TOML
In the following Jupyter notebook, I will provide a quick introduction to TOML, and why I like to use it to make log and configuration files in my workflows.
The following work is based on my opinion. Credits of all the software used and demonstrated belongs to their respective authors and the community. The links of other tutorials provided are credited to their respective authors.
License : MIT
Links:
Other links:
- In-detail tutorial by Real Python
- Quick tutorial by LinuxHint (*warning: last updated over 2 years ago!*)
- Skeptic review "What is wrong with TOML?" by HitchDev (*warning: publishing date not mentioned, read at your own risk.*)
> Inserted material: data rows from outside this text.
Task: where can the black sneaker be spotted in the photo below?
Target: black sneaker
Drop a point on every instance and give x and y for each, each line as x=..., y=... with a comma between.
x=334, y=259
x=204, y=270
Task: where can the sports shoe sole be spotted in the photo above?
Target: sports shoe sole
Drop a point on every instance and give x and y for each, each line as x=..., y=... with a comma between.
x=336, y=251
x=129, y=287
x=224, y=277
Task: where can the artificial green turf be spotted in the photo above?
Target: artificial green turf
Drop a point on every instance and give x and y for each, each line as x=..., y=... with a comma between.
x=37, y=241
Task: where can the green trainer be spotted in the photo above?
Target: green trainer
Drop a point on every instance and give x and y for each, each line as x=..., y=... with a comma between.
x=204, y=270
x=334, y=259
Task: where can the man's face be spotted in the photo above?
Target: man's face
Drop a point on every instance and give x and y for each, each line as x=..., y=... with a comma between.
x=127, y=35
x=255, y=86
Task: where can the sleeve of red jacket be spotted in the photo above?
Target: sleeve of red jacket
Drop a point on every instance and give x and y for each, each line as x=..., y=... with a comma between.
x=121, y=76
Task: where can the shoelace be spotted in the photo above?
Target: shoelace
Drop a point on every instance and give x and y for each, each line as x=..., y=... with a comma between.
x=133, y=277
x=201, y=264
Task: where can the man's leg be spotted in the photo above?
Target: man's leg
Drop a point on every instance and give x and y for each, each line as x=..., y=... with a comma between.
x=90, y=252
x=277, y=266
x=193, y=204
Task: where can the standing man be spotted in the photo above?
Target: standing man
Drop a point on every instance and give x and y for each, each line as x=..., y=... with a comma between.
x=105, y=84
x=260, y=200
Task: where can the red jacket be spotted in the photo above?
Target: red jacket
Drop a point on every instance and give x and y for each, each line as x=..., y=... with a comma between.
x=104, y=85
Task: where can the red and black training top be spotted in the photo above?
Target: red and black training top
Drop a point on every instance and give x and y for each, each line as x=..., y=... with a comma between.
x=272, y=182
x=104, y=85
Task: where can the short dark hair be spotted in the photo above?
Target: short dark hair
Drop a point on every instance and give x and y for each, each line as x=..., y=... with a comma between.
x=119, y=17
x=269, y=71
- Python package I will use in this notebook by GitHub user uiri. (*warning: despite being one of the most popular TOML packages for Python, purely based on counting GitHub stars, it doesn't use the latest version of TOML. Check the official TOML wiki to download the latest Python implementation.*)
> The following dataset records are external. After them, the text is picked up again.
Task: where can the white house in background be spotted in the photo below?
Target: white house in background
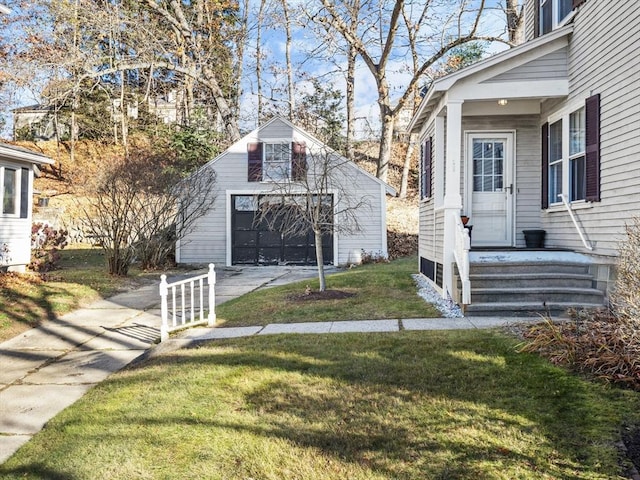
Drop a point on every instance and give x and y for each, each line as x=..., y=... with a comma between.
x=544, y=136
x=228, y=235
x=17, y=167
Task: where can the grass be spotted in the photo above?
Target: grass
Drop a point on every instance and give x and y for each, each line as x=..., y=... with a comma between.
x=383, y=290
x=406, y=405
x=26, y=300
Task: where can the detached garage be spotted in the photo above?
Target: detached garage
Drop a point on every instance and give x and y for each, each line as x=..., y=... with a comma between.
x=278, y=164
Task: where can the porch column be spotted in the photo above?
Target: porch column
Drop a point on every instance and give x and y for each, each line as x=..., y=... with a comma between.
x=452, y=196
TOML is short for "Tom's Obvious Minimal Language". It was developed by GitHub's co-founder Tom Preston-Werner almost 9 years ago. However, in recent years it has gained popularity. It is evident by there are numerous implementations in numerous langagues.
I am not going to dive in comparing different config file formats such INI, JSON, YAML, etc., because there are a lot of blogs, reddit threads, etc. doing an amazing job. Here's an example by Don Parakin.
Moving on to how to use it!
#imports
import numpy as np
import toml
model_name = "Best_model_ever"
balanced_accuracy_cv = [0.83, 0.86, 0.81, 0.81, 0.83]
kappa_cv = [0.83, 0.86, 0.81, 0.81, 0.83]
folds_cv = 5
mean_kappa_cv = 0.65
mean_balanced_accuracy_cv = 0.83
balanced_accuracy_test = 0.83
cohen_kappa_test = 0.66
confusion_matrix = [[129, 20], [23, 85]]
toml_string = f"""
#Model logs in TOML-formatted data
Model_Name = "{model_name}"
Numbers_of_Folds = {folds_cv}
[Balanced_Accuracy_CV_Metrics]
Balanced_Accuracy_of_all_Folds = {balanced_accuracy_cv}
Mean_Balanced_Accuracy_CV = {mean_balanced_accuracy_cv}
Standard_Deviation_Mean_Balanced_Accuracy_CV = {np.round_(np.std(balanced_accuracy_cv), decimals = 2)}
[Cohens_Kappa_CV_Metrics]
Cohens_Kappa_of_all_Folds = {kappa_cv}
Mean_Cohens_Kappa_CV = {mean_kappa_cv}
Standard_Deviation_Mean_Cohens_Kappa_CV = {np.round_(np.std(kappa_cv), decimals= 2)}
[Test_Set_Metrics]
Balanced_Accuracy_Test_Set = {balanced_accuracy_test}
Cohens_Kappa_Test_Set = {cohen_kappa_test}
Confusion_Matrix_Test_Set = {confusion_matrix}
"""
print(toml_string)
#Save it in a similar way a text file is saved, but obviously with toml extension
with open('test_toml.toml', 'w') as f:
f.write(toml_string)
Visual inspection of the TOML file
#To load the TOML file now as a dictionary
model_log = toml.load('test_toml.toml')
model_log
We obviously lose the comment when loading this way, but it is because commments are not parsed in Python dicts.
print(model_log['Balanced_Accuracy_CV_Metrics'])
print(type(model_log['Balanced_Accuracy_CV_Metrics']['Balanced_Accuracy_of_all_Folds']))
print(type(model_log['Balanced_Accuracy_CV_Metrics']['Balanced_Accuracy_of_all_Folds'][0]))
#It is also possible to convert dictionary to TOML formatted string
model_toml_string = toml.dumps(model_log)
print(model_toml_string)
#The last comma will disappear re-reading it
#Speaking of re-reading, it is also possible to directly save the dictionary as the TOML file
with open('test_toml_2.toml', 'w') as f:
toml.dump(model_log, f)
Visual inspection of the TOML file.
#Or to simply convert a TOML string to a dictionary
model_toml_string_direct = toml.loads(toml_string)
model_toml_string_direct
End words:
Hope you feel motivated to prepare config/logs of your work/model. Not only it is a good practice as it enhances reproduction of your work when you look back in the past or submit to a journal and others can do so, but also it is incredibly convenient to do so.